The second golden rule is this: timeouts must be computed as relative quantities if the jiffy clock wraps around. The primary reason why timeout calculations are buggy in the first case even when the extra bit is added, is because absolute comparisons are made instead of relative calculations. In the second algorithm, when we compute millis()-gMyTimeout, we actually compute a relative value. For example, when gMyTimeout is initially a high value, e.g. 0xff01, then when millis()==0, the calculation will be 0-0xff01 which is 0xfe, i.e. 254 milliseconds later.

Now the interesting thing about that calculation is that we're no longer strictly using unsigned arithmetic here, because 0 is much less than 0xff01 so the result is a negative number whose lower 16-bits result in a small positive number. So, what you have is a maths error, which happens to deliver the right results. In some (often older) architectures it's possible to trap on overflow; and this is what would happen here, a timeout would lead to a system error.

Signed Timeouts Are Sweet Timeouts

The observation that timeouts are relative leads neatly to this insight: timeouts should be signed, as should the jiffy clock.

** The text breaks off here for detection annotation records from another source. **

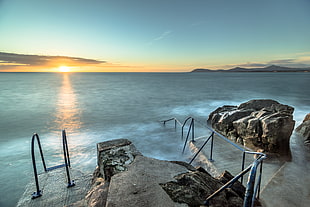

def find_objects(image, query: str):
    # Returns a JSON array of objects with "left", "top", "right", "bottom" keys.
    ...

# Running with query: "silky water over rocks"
[{"left": 0, "top": 73, "right": 310, "bottom": 207}]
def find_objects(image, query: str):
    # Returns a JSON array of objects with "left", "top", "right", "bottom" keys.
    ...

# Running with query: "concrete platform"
[
  {"left": 17, "top": 168, "right": 92, "bottom": 207},
  {"left": 190, "top": 134, "right": 310, "bottom": 207}
]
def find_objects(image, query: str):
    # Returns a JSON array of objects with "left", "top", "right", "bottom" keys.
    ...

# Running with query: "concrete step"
[
  {"left": 17, "top": 168, "right": 92, "bottom": 207},
  {"left": 189, "top": 133, "right": 310, "bottom": 207}
]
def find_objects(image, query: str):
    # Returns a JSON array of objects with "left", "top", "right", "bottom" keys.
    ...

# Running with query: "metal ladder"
[
  {"left": 161, "top": 117, "right": 267, "bottom": 207},
  {"left": 31, "top": 130, "right": 75, "bottom": 199}
]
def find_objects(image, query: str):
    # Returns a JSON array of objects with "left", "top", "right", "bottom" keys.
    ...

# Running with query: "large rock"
[
  {"left": 295, "top": 113, "right": 310, "bottom": 146},
  {"left": 78, "top": 139, "right": 249, "bottom": 207},
  {"left": 208, "top": 99, "right": 295, "bottom": 154}
]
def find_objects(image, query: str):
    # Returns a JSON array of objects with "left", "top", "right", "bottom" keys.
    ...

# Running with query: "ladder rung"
[{"left": 46, "top": 164, "right": 66, "bottom": 171}]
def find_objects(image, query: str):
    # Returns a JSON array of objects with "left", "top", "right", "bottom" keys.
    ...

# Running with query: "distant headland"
[{"left": 191, "top": 65, "right": 310, "bottom": 73}]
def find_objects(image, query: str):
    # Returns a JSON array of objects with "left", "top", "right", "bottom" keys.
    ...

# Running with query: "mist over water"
[{"left": 0, "top": 73, "right": 310, "bottom": 206}]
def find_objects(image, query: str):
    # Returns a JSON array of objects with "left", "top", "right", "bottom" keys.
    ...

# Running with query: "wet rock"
[
  {"left": 81, "top": 139, "right": 248, "bottom": 207},
  {"left": 208, "top": 99, "right": 295, "bottom": 154},
  {"left": 295, "top": 113, "right": 310, "bottom": 146},
  {"left": 97, "top": 139, "right": 141, "bottom": 181}
]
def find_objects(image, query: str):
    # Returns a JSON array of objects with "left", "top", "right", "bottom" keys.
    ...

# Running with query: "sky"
[{"left": 0, "top": 0, "right": 310, "bottom": 72}]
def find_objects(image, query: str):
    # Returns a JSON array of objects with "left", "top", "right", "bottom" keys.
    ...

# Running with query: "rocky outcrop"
[
  {"left": 78, "top": 139, "right": 245, "bottom": 207},
  {"left": 208, "top": 99, "right": 295, "bottom": 154},
  {"left": 295, "top": 113, "right": 310, "bottom": 146}
]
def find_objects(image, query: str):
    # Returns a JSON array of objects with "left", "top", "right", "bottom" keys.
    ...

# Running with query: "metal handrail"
[
  {"left": 204, "top": 155, "right": 266, "bottom": 207},
  {"left": 62, "top": 130, "right": 75, "bottom": 188},
  {"left": 243, "top": 153, "right": 267, "bottom": 207},
  {"left": 164, "top": 117, "right": 267, "bottom": 207},
  {"left": 31, "top": 130, "right": 75, "bottom": 199},
  {"left": 160, "top": 116, "right": 194, "bottom": 140},
  {"left": 31, "top": 133, "right": 46, "bottom": 199}
]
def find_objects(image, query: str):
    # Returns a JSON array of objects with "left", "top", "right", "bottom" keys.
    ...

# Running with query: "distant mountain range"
[{"left": 191, "top": 65, "right": 310, "bottom": 73}]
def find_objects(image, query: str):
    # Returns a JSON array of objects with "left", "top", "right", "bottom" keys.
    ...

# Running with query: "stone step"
[
  {"left": 190, "top": 135, "right": 310, "bottom": 207},
  {"left": 17, "top": 168, "right": 92, "bottom": 207}
]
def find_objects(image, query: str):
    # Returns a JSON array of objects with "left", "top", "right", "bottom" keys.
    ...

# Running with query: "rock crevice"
[
  {"left": 208, "top": 99, "right": 295, "bottom": 154},
  {"left": 80, "top": 139, "right": 249, "bottom": 207}
]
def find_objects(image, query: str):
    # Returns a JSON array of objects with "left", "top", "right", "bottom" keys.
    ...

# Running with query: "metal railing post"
[
  {"left": 209, "top": 132, "right": 214, "bottom": 162},
  {"left": 62, "top": 130, "right": 75, "bottom": 188},
  {"left": 241, "top": 151, "right": 245, "bottom": 184},
  {"left": 257, "top": 160, "right": 263, "bottom": 199},
  {"left": 188, "top": 134, "right": 212, "bottom": 164},
  {"left": 31, "top": 133, "right": 46, "bottom": 199}
]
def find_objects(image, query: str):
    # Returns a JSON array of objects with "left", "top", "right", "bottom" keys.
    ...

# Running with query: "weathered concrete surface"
[
  {"left": 106, "top": 156, "right": 188, "bottom": 207},
  {"left": 190, "top": 133, "right": 310, "bottom": 207},
  {"left": 85, "top": 139, "right": 249, "bottom": 207},
  {"left": 17, "top": 168, "right": 92, "bottom": 207},
  {"left": 208, "top": 99, "right": 295, "bottom": 154}
]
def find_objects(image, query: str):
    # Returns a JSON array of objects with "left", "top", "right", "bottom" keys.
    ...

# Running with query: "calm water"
[{"left": 0, "top": 73, "right": 310, "bottom": 206}]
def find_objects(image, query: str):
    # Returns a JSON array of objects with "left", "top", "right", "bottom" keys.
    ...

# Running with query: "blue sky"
[{"left": 0, "top": 0, "right": 310, "bottom": 72}]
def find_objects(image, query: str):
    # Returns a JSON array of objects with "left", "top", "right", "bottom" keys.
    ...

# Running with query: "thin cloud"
[
  {"left": 147, "top": 30, "right": 172, "bottom": 45},
  {"left": 154, "top": 30, "right": 172, "bottom": 41},
  {"left": 0, "top": 52, "right": 106, "bottom": 67}
]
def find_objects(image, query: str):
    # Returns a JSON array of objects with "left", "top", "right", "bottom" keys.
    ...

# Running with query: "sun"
[{"left": 58, "top": 66, "right": 70, "bottom": 73}]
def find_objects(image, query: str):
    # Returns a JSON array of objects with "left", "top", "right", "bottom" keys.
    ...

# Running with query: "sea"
[{"left": 0, "top": 72, "right": 310, "bottom": 207}]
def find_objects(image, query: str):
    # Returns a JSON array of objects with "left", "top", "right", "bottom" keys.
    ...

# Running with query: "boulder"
[
  {"left": 208, "top": 99, "right": 295, "bottom": 154},
  {"left": 78, "top": 139, "right": 249, "bottom": 207},
  {"left": 295, "top": 113, "right": 310, "bottom": 146}
]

It's counter-intuitive, but simply by defining, say the jiffy clock as:

int16_t gJiffy;

Incrementing it in the timer tick routine (let's assume it's 1KHz):

ISR(TimerTick) {
    // ClearTimerTickInterruptFlag
    ++gJiffy;
}

Let's say millis() is a int16_t:

int16_t millis() AtomicRead(gJiffy)

Defining a timeout as:

int16_t gMyTimeout=millis()+aPeriod;

And then to test for a timeout with:

if(millis()-gMyTimeout<0) {
    ..// We've timed out.
}

Solves every problem we've found with timeouts so far; does it neatly and cleanly; and maximises the timeout period, in this case to n-1 bits, i.e. a range of 32s when the whole jiffy clock period will be 64s.

Math Madness

Why is it that the timeout calculation is expressed as millis()-gMyTimeout<0 instead of millis()<gMyTimeout when surely they're the same thing? In basic algebra we're taught that:

a<b <=> a-b<0

You simply subtract (or add) b at both sides to derive the equivalent equation. The answer is that it's only true on an infinite number line: for modulo arithmetic, both unsigned and signed, there are cases where they are not equivalent.


a b a-b signed(a<b) a-b<0 unsigned(a<b)
0x00000x0001 0xffff True True True
0xfffe0x0001 0xfffd True True False
0x80000x7fff 0x0001 True False False
0x7fff0x8000 0xffff False True True
0x00010xfffe 0x0003 False False True
0x00010x0000 0xffff False False False

This is because when you take two quantities in the range 0..x and subtract one from the other, the total range of values you can get on an infinite number line is -x to x; and therefore if you can only represent x different values, then the same values must be re-used. This explains why, when you use unsigned values for timeouts, you get a large polling window if a is very low and b is really high, but as a gets higher, the polling window becomes increasingly squeezed.

It also explains why if we want to maximise the efficiency for timeouts, we should maximise (and standardise) the polling interval, and the way to do that is to limit the timeout range to maxTimeout=x/2, and then the range of results will be -x/2 to x/2.

The Intuitive Angle

The upshot is this: using signed timeouts is the cleanest solution out. It works, because when we subtract the current time from the timeout, we obtain the timeout relative to now: a positive number if it's in the future (it hasn't timed out) or a negative number if it's in the past (it has timed out). The window is the maximum theoretically possible, because given two arbitrary times, the only way to tell if a value has timed out is if you guarantee your timeouts and polling period are within half the maximum range, 180ยบ of your data type.



Conclusion

There are many ways in which software engineers perform timeouts, but only signed timeouts are clean and efficient in storage, computation and code size. We should use them as standard.